In today’s market, it’s not enough for businesses to leverage Enterprise AI strategies at any cost; they also need to do it efficiently. Companies must transform AI from a cost center to a revenue center in order to achieve this.
Organizations that use machine learning and data science tools effectively are more likely to improve overall company operations and processes. Many organizations, however, still lack the fundamental principles that must be followed to generate value from AI when employed at scale, and are frequently confronted with AI that results in rising expenses and declining profits. Organizations are attempting to address this, more and more IT and business leaders want to learn about the cost of deploying AI technology in their organizations.
When it comes to implementing Enterprise AI, the most frequent method is to start with a small set of use cases. According to a 2019 Accenture study, organizations that adopt this multi-use case methodology from the start see roughly three times the return on their AI investments than companies that pursue siloed proof of concepts. When organizations achieve success with their first set of use cases, they naturally repeat the process, adding more cases. This will normally have a positive effect on the balance sheet by the tenth or twentieth AI use case.
However, there comes a point at which Enterprise AI loses its economic worth, when the marginal value of the next use case is less than the marginal costs. Scaling use cases becomes either impossible or unprofitable.
Furthermore, it is a mistake to believe that an organization can quickly generalize Enterprise AI throughout the business by just taking on more AI initiatives. Each implementation involves a planned, well-considered strategy; there is no such thing as a one-size-fits-all solution. So, what are the costs, and how can a company handle them effectively?
Data cleaning and preparation is usually the most challenging or time-consuming component of the data process within a business. In fact, data scientists spend the majority of their time locating, cleaning, and preparing data. To that end, this is a massive undertaking in terms of both cost and employee time, especially when companies are doing it for each and every use case or AI project.

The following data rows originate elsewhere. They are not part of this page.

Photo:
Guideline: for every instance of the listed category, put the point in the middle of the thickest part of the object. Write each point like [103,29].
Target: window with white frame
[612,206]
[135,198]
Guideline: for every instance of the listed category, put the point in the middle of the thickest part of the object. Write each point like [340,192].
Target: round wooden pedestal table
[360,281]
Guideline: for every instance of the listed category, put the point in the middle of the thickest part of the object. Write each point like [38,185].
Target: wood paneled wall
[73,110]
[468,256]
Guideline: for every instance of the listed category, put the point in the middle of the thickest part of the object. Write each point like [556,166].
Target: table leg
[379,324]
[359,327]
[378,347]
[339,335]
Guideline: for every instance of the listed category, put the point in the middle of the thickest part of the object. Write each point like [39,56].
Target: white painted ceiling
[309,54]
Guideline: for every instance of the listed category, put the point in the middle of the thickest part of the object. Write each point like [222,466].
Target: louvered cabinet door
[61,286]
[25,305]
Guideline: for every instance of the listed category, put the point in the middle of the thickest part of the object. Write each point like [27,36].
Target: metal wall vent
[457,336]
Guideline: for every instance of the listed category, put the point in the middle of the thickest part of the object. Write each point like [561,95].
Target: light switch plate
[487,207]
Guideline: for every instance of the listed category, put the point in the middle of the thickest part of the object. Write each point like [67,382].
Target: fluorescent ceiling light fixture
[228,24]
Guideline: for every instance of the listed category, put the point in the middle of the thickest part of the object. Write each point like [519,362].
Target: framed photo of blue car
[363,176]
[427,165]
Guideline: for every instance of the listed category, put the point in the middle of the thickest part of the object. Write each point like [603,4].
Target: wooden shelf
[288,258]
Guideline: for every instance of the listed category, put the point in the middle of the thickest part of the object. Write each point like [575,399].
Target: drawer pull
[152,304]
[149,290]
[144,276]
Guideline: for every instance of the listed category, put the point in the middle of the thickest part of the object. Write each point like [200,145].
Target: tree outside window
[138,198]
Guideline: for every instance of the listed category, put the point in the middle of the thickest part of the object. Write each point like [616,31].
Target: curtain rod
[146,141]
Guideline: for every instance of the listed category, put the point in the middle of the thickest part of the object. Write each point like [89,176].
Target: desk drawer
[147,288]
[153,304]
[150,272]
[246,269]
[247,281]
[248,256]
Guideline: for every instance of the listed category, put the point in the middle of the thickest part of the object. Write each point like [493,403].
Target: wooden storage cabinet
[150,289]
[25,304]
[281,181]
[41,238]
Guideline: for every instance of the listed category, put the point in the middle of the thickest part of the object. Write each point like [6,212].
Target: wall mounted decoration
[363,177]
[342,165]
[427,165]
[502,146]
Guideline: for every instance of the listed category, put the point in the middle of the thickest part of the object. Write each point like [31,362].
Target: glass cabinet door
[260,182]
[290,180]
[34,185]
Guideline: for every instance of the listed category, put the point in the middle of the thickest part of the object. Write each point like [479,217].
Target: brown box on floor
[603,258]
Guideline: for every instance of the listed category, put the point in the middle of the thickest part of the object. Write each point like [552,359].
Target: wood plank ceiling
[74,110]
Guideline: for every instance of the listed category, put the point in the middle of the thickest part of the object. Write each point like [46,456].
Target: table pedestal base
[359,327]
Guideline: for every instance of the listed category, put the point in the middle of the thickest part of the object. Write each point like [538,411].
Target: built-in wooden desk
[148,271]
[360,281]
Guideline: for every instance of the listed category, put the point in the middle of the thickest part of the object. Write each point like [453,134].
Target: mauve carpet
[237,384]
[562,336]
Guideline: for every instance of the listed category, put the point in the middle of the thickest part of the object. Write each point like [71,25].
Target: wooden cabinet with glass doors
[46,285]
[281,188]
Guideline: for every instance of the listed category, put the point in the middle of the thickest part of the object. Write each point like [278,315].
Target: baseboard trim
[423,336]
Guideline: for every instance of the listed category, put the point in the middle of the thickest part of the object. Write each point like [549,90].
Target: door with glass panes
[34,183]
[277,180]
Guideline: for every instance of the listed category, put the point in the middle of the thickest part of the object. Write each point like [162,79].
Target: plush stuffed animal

Data scientists should prioritize data prep efficiency and reuse to prevent repeating this activity across the enterprise. This can be accomplished by putting in place processes that only require data to be found, filtered, and prepared once. This will cut workload and overall costs at the same time.
With numerous workflows running concurrently during the operationalization phase, the first version of any machine learning model could take months to reach production. This is because systematic packaging, release, and operationalization are difficult and time-consuming if there is no method to accomplish them consistently. This results in a significant cost, not just in terms of employee hours but also in terms of lost income for the period the ML model is not in use and able to benefit the company.
Organizations must invest in developing standardized processes for managing packaging of code, release, and operationalization. They can scale without having to recode models and pipelines from start by including reuse from design through production.
Costs of Hiring and Retaining Data Scientists
Data scientists are efficiency-driven by nature, which means they don’t like to repeat tasks until absolutely necessary. As a result, if they spend too much time preparing and cleaning data or doing repetitive work instead of problem-solving, they will grow dissatisfied, and the organization will have to spend money on employee retention.
Here, cutting costs is a matter of giving the right tools and resources for employees to leverage lessons learnt from previous projects and reuse work.